Ils débarquent de nulle part avec, comme passeport, une pop éternelle, aux influences plurielles mais à l'atmosphère new wave 80. Ils viennent de Rostov-sur-le-Don (958 kilomètres au sud de Moscou), «une ville sale, colérique, mais belle et romantique», avec un album - Calendar - à l'esthétique pop post-punk d'une fraîcheur dépoussiérante. Motorama (1), c'est mieux qu'un diaporama musical sous forme de best of de l'indé anglo-saxon en pleine Manchestermania : un étrange alliage entre nostalgie et urgence, nouvelle trouvaille du label Talitres (lire page ci-contre).

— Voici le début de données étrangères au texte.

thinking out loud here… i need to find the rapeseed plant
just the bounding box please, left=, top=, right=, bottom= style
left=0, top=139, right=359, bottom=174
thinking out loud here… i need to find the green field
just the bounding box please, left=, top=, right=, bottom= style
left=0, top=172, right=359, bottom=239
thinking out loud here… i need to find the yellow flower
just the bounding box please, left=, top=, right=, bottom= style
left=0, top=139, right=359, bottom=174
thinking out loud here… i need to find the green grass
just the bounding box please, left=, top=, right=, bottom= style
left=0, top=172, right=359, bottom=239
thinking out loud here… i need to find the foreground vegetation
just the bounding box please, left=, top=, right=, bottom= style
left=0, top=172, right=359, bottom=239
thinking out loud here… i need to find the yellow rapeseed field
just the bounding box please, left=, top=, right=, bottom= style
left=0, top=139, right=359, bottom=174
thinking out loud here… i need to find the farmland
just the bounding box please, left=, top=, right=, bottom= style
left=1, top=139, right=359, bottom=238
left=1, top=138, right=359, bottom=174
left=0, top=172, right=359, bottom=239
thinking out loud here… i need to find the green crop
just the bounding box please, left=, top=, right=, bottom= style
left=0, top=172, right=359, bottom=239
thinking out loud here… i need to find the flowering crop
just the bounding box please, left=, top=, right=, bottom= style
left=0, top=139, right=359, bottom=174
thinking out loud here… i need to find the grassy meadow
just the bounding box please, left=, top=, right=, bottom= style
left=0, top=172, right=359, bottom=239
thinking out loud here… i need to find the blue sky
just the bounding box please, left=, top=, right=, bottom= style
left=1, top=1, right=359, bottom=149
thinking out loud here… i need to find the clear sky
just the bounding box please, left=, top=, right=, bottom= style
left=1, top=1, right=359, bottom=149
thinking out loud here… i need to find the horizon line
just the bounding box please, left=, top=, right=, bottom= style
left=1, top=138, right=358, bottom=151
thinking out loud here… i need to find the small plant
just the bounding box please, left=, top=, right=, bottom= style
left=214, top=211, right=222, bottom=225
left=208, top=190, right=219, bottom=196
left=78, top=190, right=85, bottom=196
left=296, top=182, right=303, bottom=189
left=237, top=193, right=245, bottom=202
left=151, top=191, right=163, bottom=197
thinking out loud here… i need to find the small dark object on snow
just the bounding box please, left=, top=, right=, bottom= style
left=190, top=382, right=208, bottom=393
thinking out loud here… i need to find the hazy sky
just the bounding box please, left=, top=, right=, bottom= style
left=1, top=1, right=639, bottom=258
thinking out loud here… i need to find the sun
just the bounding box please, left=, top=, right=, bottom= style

Des guitares cristallines et une voix grave. Un phrasé retenu proche de celui de Matt Berninger, l'âme de The National, de Brooklyn. Des intonations hantées à la Ian Curtis de Joy Division. «Pour un petit groupe venu de nulle part, évidemment, c'est trop», dit Vladislav Parshin, 26 ans, le cœur du quintet slave. Il y a quand même un univers plus fruité que celui de la cold wave, presque acidulé, né d'une ferveur pour la pop suédoise référencée Love is All, The Knife, ou Peter Bjorn and John. L'atmosphère de gloom existentialiste se double de mélodies colorées et insouciantes, «comme un bain dans un sirop de pastèque», ose le leader.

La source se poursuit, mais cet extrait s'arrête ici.